I don't really buy that shell / awk is "too weak" to deal with JSON, the ecosystem of tools is just fairly immature as most of the shells common tools predate JSON by at least a decade. `jq` being a pretty reasonable addition to the standard set of tools included in environments by default.
IMO the real problem is that JSON doesn't work very well at as a because it's core abstraction is objects. It's a pain to deal with in pretty much every statically typed non-object oriented language unless you parse it into native, predefined data structures (think annotated Go structs, Rust, etc.).
- comex 2 days ago
  
  I'd say that awk really is too weak. Awk has a grand total of 2 data types: strings, and associative arrays mapping strings to strings. There is no support for arbitrarily nested data structures. You can simulate them with arrays if you really want to, or you could shell out to jq, but it's definitely swimming upstream.
  Most languages aren't quite that bad. Even if they can't handle JSON very ergonomically, almost every language has at least some concept of nesting objects inside other objects.
  What about shell? Just like awk, bash and zsh have a limited number of data types (the same two as awk plus non-associative arrays). So arguably it has the same problem. On the other hand, as you say, in shell it's perfectly idiomatic to use external tools, and jq is one such tool, available on an increasing number of systems. So you may as well store JSON data in your string variables and use jq to access it as needed. Probably won't be any slower than the calls to sed or awk or cut that fill out most shell scripts.
  Now, personally, I've gotten into the habit of writing shell scripts with minimal use of external tools. If you stick to shell builtins, your script will run much faster. And both bash and zsh have a pretty decent suite of string manipulation tools, including some regex support, so you often don't actually need sed or awk or cut. However, this also rules out jq, and neither shell has any remotely comparable builtin.
  But you might reasonably object that if I care about speed, I would be better off using a real programming language!
Brian_K_White 2 days ago

The same author already had made the more thorough jawk. They explicitly said they wanted a cut down version. It's not illegal to want a cut down version of something.

izabera 2 days ago

did something along those lines a while ago https://github.com/izabera/j trying to keep an interface similar to jq

wutwutwat 3 days ago

Your scientists were so preoccupied with whether or not they could, they didn't stop to think if they should.

teddyh 3 days ago

“except Unicode escape sequences”

Brian_K_White 2 days ago

The same author also made jawk which is more thorough. This is explicitly stated to be a cut down version.

cAtte_ 2 days ago

just use nushell man

1vuio0pswjnm7 2 days ago

I use flex. Faster than awk or python. It produces relatively seems to be available "everywhere" because it is a build requirement for so many software programs. For exampole, NetBSD toolchain includes it. It is a build requirement for Linux kernel.^1 I have even used it with Interix SFU on Windows before WSL existed.

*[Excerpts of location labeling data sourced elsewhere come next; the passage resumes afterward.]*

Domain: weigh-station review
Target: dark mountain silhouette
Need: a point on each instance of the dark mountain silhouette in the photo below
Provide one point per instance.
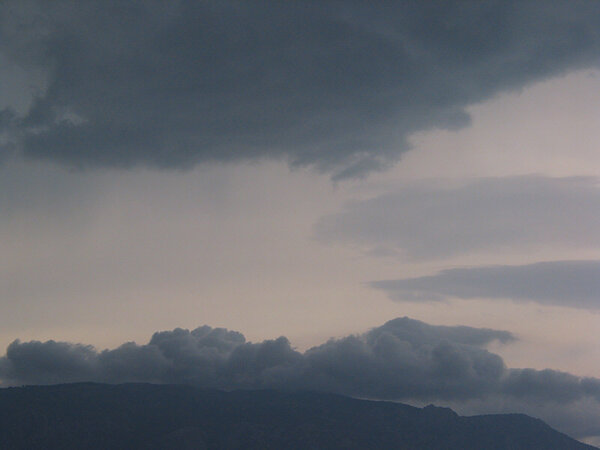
(146, 416)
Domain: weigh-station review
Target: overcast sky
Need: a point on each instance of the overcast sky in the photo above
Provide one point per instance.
(308, 170)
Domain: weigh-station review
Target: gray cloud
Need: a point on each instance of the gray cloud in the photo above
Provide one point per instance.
(564, 283)
(404, 359)
(335, 85)
(426, 221)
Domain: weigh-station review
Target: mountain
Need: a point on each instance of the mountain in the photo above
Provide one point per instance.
(146, 416)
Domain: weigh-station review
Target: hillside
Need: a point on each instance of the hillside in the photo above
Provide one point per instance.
(145, 416)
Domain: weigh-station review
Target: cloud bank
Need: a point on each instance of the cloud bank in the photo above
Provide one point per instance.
(561, 283)
(404, 359)
(426, 222)
(335, 85)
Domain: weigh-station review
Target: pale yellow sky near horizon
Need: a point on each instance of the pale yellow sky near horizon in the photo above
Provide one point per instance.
(112, 256)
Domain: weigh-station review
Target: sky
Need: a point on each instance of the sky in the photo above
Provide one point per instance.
(393, 201)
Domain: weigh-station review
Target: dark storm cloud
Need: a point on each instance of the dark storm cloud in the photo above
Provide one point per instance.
(427, 221)
(564, 283)
(335, 85)
(404, 359)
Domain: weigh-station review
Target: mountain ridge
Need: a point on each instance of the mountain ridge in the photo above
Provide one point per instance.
(149, 416)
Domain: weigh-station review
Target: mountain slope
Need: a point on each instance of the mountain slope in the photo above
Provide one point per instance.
(130, 416)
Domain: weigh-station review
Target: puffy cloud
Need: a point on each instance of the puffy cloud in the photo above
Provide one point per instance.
(423, 222)
(403, 359)
(335, 85)
(563, 283)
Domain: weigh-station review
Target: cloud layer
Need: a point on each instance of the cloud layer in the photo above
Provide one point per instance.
(335, 85)
(402, 360)
(563, 283)
(423, 222)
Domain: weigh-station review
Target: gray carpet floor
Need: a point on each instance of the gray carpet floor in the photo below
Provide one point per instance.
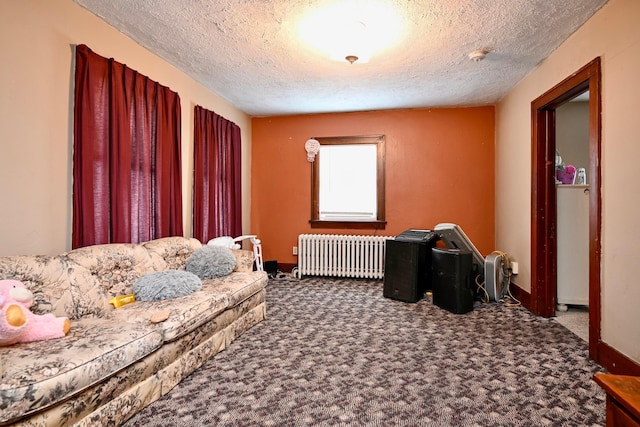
(336, 352)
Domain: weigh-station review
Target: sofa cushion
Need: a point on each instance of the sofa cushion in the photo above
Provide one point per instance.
(238, 286)
(115, 266)
(161, 285)
(43, 373)
(173, 250)
(46, 277)
(185, 313)
(210, 262)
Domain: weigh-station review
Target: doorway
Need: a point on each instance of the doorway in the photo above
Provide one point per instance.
(543, 195)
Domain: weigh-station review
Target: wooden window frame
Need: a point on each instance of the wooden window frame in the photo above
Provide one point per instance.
(380, 222)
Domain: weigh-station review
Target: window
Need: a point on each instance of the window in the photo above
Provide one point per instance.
(348, 183)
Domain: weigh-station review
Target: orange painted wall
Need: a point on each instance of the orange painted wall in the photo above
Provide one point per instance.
(439, 168)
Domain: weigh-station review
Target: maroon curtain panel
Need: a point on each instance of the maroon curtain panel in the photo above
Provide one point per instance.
(217, 202)
(127, 185)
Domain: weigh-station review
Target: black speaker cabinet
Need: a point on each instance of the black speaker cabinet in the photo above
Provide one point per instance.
(407, 270)
(451, 280)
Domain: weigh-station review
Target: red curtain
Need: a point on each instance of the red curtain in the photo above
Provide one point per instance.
(127, 160)
(217, 203)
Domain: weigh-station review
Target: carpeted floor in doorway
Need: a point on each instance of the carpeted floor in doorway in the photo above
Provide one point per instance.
(335, 352)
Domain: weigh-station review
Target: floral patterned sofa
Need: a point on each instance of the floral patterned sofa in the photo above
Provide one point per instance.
(113, 362)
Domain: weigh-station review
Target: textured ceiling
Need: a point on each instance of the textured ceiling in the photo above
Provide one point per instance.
(251, 52)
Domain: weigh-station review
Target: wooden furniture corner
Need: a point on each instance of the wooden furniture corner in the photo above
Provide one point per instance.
(623, 399)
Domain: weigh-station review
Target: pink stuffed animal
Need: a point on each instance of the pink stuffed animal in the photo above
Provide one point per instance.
(19, 324)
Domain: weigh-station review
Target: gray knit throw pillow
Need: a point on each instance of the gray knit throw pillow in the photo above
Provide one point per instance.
(166, 284)
(209, 262)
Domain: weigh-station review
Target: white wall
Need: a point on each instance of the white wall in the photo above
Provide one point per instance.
(36, 118)
(614, 35)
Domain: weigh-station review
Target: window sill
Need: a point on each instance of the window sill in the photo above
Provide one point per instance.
(372, 225)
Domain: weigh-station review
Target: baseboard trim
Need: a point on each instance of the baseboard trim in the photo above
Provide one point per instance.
(615, 362)
(606, 356)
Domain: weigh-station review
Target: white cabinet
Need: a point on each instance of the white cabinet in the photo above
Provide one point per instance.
(573, 244)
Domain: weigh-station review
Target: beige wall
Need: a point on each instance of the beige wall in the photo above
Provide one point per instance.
(36, 118)
(614, 35)
(572, 134)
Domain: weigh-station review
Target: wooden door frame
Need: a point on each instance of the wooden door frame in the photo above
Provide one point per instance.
(543, 196)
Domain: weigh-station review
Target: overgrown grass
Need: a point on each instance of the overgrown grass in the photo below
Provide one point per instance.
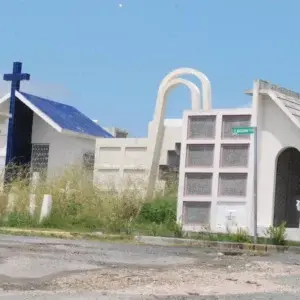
(81, 207)
(87, 208)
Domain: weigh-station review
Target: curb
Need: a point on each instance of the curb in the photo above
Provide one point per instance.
(264, 248)
(64, 234)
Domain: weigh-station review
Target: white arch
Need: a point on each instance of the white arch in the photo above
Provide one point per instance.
(206, 87)
(157, 128)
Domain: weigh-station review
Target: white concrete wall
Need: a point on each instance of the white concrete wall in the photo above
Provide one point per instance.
(221, 206)
(126, 160)
(172, 134)
(64, 150)
(120, 162)
(275, 132)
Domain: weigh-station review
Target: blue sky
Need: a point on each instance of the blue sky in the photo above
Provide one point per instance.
(108, 61)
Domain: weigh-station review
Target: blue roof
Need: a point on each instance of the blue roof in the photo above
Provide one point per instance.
(67, 117)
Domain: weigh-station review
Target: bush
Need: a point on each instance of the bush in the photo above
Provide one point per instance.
(277, 235)
(81, 206)
(240, 236)
(160, 210)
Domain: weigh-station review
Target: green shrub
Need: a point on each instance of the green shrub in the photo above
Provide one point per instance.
(160, 210)
(240, 236)
(277, 235)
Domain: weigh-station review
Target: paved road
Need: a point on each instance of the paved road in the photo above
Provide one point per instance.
(44, 268)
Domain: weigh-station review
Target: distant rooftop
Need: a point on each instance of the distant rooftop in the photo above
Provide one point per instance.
(67, 117)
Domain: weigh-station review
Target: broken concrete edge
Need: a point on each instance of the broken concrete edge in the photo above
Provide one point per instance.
(150, 240)
(222, 246)
(65, 234)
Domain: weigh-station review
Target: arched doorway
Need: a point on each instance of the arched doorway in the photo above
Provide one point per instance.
(287, 188)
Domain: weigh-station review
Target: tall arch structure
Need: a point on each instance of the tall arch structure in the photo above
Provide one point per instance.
(157, 130)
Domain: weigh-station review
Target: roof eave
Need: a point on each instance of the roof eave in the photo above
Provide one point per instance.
(37, 111)
(79, 135)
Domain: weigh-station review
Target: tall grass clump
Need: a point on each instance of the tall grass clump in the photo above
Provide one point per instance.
(80, 205)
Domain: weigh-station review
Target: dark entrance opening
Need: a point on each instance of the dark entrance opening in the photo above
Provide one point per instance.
(21, 145)
(287, 188)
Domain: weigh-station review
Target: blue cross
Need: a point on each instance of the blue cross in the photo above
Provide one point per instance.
(16, 77)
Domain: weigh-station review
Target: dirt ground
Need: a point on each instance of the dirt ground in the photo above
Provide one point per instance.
(33, 267)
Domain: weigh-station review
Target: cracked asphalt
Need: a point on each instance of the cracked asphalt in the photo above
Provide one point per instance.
(46, 268)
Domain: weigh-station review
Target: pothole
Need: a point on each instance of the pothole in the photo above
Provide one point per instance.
(232, 253)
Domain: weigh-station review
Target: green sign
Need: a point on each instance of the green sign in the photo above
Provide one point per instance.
(242, 130)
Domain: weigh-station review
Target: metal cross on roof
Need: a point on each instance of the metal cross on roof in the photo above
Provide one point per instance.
(16, 77)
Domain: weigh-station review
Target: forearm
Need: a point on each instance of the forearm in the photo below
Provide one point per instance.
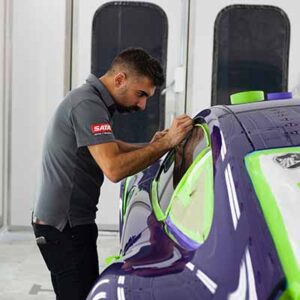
(129, 163)
(127, 147)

I do not use jq. Too complicated for me. Overkill. I created statically-linked program less than half the size of official statically-linked jq that is adequate for own needs. flex is a build requirement for jq.

1. https://www.kernel.org/doc/Documentation/admin-guide/quickly...

1vuio0pswjnm7 2 days ago

Using C program generated with flex is faster than AWK or Python. Flex is required to compile the awk interpreter, as well as the jq interpreter. I use a custom scanner generated by flex to process JSON.